Uncovering a Genetic Diagnosis in a Pediatric Patient by Whole Exome Sequencing: A Modeling Investigation in Wiedemann-Steiner Syndrome

Abstract

Background: Wiedemann-Steiner syndrome (WSS), a rare autosomal-dominant disorder caused by haploinsufficiency of the KMT2A gene product, is part of a group of disorders called chromatinopathies. Chromatinopathies are neurodevelopmental disorders caused by mutations affecting the proteins responsible for chromatin remodeling and transcriptional regulation. The resulting gene expression dysregulation mediates the onset of a series of clinical features such as developmental delay, intellectual disability, facial dysmorphism, and behavioral disorders. Aim of the Study: The aim of this study was to investigate a 10-year-old girl who presented with clinical features suggestive of WSS. Methods: Clinical and genetic investigations were performed. Whole exome sequencing (WES) was used for genetic testing, performed using Illumina technology. The bidirectional capillary Sanger resequencing technique was used in accordance with standard methodology to validate a mutation discovered by WES in all family members who were available. Utilizing computational protein modeling for structural and functional studies as well as in silico pathogenicity prediction models, the effect of the mutation was examined. Results: WES identified a de novo heterozygous missense variant in the KMT2A gene KMT2A(NM_001197104.2): c.3451C>G, p.(Arg1151Gly), absent in the gnomAD database. The variant was classified as Likely Pathogenetic (LP) according to the ACMG criteria and was predicted to affect the CXXC-type zinc finger domain functionality of the protein. Modeling of the resulting protein structure suggested that this variant changes the protein flexibility due to a variation in the Gibbs free energy and in the vibrational entropy energy difference between the wild-type and mutated domain, resulting in an alteration of the DNA binding affinity. Conclusions: A novel and de novo mutation discovered by the NGS approach, enhancing the mutation spectrum in the KMT2A gene, was characterized and associated with WSS. This novel KMT2A gene variant is suggested to modify the CXXC-type zinc finger domain functionality by affecting protein flexibility and DNA binding.

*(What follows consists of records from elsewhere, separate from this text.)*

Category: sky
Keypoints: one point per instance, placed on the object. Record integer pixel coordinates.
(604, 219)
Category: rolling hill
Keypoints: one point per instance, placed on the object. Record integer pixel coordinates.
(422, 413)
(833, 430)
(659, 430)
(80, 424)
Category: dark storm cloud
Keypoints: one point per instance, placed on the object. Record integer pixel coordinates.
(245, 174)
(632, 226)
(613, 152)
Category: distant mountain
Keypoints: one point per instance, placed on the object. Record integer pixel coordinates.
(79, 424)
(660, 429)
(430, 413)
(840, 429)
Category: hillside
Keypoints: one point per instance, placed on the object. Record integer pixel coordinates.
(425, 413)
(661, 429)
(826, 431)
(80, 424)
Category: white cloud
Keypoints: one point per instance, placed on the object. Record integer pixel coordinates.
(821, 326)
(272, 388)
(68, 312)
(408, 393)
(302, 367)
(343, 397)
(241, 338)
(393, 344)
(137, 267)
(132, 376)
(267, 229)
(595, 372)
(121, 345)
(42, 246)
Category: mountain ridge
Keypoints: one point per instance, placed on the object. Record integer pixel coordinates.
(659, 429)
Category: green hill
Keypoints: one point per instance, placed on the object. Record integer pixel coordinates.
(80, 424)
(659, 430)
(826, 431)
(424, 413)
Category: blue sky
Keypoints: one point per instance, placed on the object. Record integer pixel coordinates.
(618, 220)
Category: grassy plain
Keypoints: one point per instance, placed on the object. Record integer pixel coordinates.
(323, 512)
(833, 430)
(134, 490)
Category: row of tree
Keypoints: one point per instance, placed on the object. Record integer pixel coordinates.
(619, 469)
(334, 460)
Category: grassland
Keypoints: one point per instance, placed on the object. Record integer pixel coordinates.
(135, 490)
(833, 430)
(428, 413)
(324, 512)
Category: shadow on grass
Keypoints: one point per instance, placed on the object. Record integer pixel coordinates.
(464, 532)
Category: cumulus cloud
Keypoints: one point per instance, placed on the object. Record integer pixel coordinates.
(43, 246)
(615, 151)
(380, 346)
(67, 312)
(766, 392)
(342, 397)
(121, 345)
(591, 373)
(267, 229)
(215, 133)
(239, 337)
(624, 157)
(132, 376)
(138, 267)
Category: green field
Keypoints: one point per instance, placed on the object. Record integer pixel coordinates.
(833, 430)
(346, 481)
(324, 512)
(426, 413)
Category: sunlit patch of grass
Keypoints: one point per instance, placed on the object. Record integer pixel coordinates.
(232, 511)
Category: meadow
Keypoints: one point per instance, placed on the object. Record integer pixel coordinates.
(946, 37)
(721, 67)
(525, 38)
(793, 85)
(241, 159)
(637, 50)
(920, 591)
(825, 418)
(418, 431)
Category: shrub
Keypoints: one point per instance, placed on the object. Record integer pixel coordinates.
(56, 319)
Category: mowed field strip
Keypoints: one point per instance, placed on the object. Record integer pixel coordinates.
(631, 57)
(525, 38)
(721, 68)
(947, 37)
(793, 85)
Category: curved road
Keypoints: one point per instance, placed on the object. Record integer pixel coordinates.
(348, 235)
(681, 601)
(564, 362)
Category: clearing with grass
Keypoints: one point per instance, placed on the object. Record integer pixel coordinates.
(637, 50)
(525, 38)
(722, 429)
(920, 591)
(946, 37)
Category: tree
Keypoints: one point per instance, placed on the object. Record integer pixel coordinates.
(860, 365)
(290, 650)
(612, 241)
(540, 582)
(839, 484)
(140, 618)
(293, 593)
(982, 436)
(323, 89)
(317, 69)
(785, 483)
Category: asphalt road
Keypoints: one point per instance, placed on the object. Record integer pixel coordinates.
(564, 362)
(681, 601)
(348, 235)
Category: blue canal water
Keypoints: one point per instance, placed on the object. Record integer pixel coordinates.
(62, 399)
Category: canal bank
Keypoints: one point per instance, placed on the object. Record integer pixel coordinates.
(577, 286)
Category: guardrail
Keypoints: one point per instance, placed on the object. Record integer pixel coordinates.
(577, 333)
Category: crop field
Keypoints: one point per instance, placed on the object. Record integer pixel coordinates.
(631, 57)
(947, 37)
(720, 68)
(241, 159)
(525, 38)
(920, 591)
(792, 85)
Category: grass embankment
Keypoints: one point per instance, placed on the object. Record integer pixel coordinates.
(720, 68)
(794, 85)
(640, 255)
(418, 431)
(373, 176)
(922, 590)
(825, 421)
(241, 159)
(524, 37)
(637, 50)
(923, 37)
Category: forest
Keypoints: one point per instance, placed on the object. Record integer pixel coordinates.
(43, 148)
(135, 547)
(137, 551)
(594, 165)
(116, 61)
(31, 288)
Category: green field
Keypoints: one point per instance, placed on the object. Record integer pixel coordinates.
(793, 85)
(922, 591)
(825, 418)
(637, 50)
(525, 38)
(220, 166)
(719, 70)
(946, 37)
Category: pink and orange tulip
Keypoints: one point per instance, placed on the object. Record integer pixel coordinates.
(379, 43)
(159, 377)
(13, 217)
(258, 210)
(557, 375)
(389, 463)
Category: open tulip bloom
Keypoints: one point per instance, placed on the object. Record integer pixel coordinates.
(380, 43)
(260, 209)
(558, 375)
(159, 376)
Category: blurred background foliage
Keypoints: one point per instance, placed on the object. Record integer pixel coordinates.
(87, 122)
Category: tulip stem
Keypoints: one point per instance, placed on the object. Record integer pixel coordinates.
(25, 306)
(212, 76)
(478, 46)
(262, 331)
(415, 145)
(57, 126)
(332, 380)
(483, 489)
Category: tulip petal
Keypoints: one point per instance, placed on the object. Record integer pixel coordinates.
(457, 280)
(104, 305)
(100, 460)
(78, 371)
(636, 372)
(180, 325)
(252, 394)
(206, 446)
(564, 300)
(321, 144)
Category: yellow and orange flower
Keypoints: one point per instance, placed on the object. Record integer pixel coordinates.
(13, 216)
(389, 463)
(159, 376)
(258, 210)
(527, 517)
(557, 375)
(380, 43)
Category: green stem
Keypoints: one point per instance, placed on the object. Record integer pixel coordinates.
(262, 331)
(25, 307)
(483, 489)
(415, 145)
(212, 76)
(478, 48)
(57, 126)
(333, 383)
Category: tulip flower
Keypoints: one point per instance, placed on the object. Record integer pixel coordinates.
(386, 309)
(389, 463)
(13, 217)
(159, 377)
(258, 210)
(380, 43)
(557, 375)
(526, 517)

Keywords: KMT2A gene; Wiedemann–Steiner syndrome; modeling; whole exome sequencing.

Figure 1

Patient’s characteristics. Features include mild facial dysmorphisms (hypertelorism, epicanthus, wide nasal bridge, and low-set ears), stubby and puffy hands, and hypertrichosis.

Figure 2

(A) Electropherograms showing the c.3451C>G variant in the index case. The arrow shows the nucleotide substitution. (B) Schematic representation of the Histone lysine N-methyltransferase 2A (UniProt Q03164) showing the localization of the variant p.R1151G (highlighted with the arrow) found in the proband. The various domains are shown in sequential order from NH2 to COOH: CXXC-type zinc finger (CxxC), plant homeodomain (PHD), Bromodomain, extended plant homeodomain (ePHD), FY-rich N-terminal (FYRN), FY-rich C-terminal (FYRC), Su(Var)3-9 enhancer-of-zestetrithorax (SET) and post-SET. (C) Pedigree of proband with mutation in KMT2A and her family. Circles show females, squares show males. An arrowhead indicates the proband. (D) Alignment of the CXXC-type zinc finger domain (the amino acid location p.1151 is showed in red and indicated by a blue arrow) along different species boxed in light blue.

Figure 3

The figure displays the schematic conformation of the original (arginine, R, on the left) and the variant (glycine, G, on the right) amino acid. The backbone, which is the same for each amino acid, is colored in red. The side chain, unique for each amino acid, is colored in black.

Figure 4

Amino acids are color-coded based on the change in vibrational entropy after mutation, with blue indicating increased rigidity and red indicating enhanced flexibility of the structure.

Figure 5

Comparison of the predicted structures of both (left) wild-type (R1151) and (right) variant (G1151) proteins using the Swiss-Pdb Viewer (https://spdbv.unil.ch/ accessed on 15 May 2024). Hydrogen bonds are displayed in light blue dashed lines in the wild-type and mutant proteins. In the structure, the helices are highlighted in red and the strands in yellow. The R1151 (left panel) and G1151 (right panel) products are indicated as green sticks. White sticks indicate DNA.

Figure 6

Molecular characterization and 3D modeling of the KMT2A mutational profile. KMT2A is indicated by the white illustration, and R1151 or G1151 are depicted as white sticks. CpG DNA is indicated as orange and light pink lines. Zn ions are indicated by grey spheres. In the insert at the bottom of the figure, a slight perturbation of the local secondary structure of the CXXC domain is highlighted by comparing the variant (blue arrow) and wild-type (orange arrow) proteins.